Sentiment analysis models typically require access to unencrypted text to determine whether a message is positive, negative, or neutral. This poses significant privacy risks when handling sensitive personal data. Homomorphic encryption offers a solution by enabling computations on encrypted data without decryption.
This article demonstrates how to build a sentiment analysis model that operates on encrypted data using the Concrete-ML library, which allows data scientists to leverage machine learning in fully homomorphic encryption (FHE) settings without cryptography expertise.
Pipeline Overview
The workflow combines a transformer model for text representation and XGBoost for classification, all executed on encrypted data:
- Text Representation: Use a pre-trained BERT transformer (fine-tuned on sentiment analysis) to convert text into a 768-dimensional vector by averaging hidden states.
- Classification: Train an XGBoost model on the hidden representations to predict sentiment (negative, neutral, positive).
- Encryption: Apply Concrete-ML to convert the XGBoost classifier into an FHE-compatible model, allowing predictions on encrypted inputs.
Step-by-Step Implementation
1. Environment Setup
pip install -U pip setuptools
pip install concrete-ml transformers datasets
2. Load and Explore Dataset
Using the Twitter Airline Sentiment dataset:
from datasets import load_dataset
train = load_dataset("osanseviero/twitter-airline-sentiment")["train"].to_pandas()
text_X = train['text']
y = train['airline_sentiment']
y = y.replace(['negative', 'neutral', 'positive'], [0, 1, 2])
The dataset is imbalanced: 62.7% negative, 21.2% neutral, and 16.1% positive examples.
3. Text Representation with Transformer
Load a BERT-based model fine-tuned for sentiment:
from transformers import AutoModelForSequenceClassification, AutoTokenizer
tokenizer = AutoTokenizer.from_pretrained("cardiffnlp/twitter-roberta-base-sentiment-latest")
transformer_model = AutoModelForSequenceClassification.from_pretrained(
"cardiffnlp/twitter-roberta-base-sentiment-latest"
)
Convert texts to hidden representations by averaging token-level outputs:
def text_to_tensor(texts, model, tokenizer, device):
tensors = []
for text in texts:
tokens = tokenizer.encode(text, return_tensors="pt").to(device)
with torch.no_grad():
outputs = model(tokens, output_hidden_states=True)

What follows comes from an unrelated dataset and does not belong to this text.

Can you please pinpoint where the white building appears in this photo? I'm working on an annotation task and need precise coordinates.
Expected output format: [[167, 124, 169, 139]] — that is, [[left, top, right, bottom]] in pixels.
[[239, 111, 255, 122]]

hidden = outputs.hidden_states[-1].mean(dim=1).cpu().numpy()
tensors.append(hidden)
return np.vstack(tensors)
4. Train XGBoost Classifier
Split data and train on hidden representations:
from sklearn.model_selection import train_test_split
import xgboost as xgb
X_train, X_test, y_train, y_test = train_test_split(
text_X, y, test_size=0.1, random_state=42
)
X_train_repr = text_to_tensor(X_train.tolist(), transformer_model, tokenizer, device)
X_test_repr = text_to_tensor(X_test.tolist(), transformer_model, tokenizer, device)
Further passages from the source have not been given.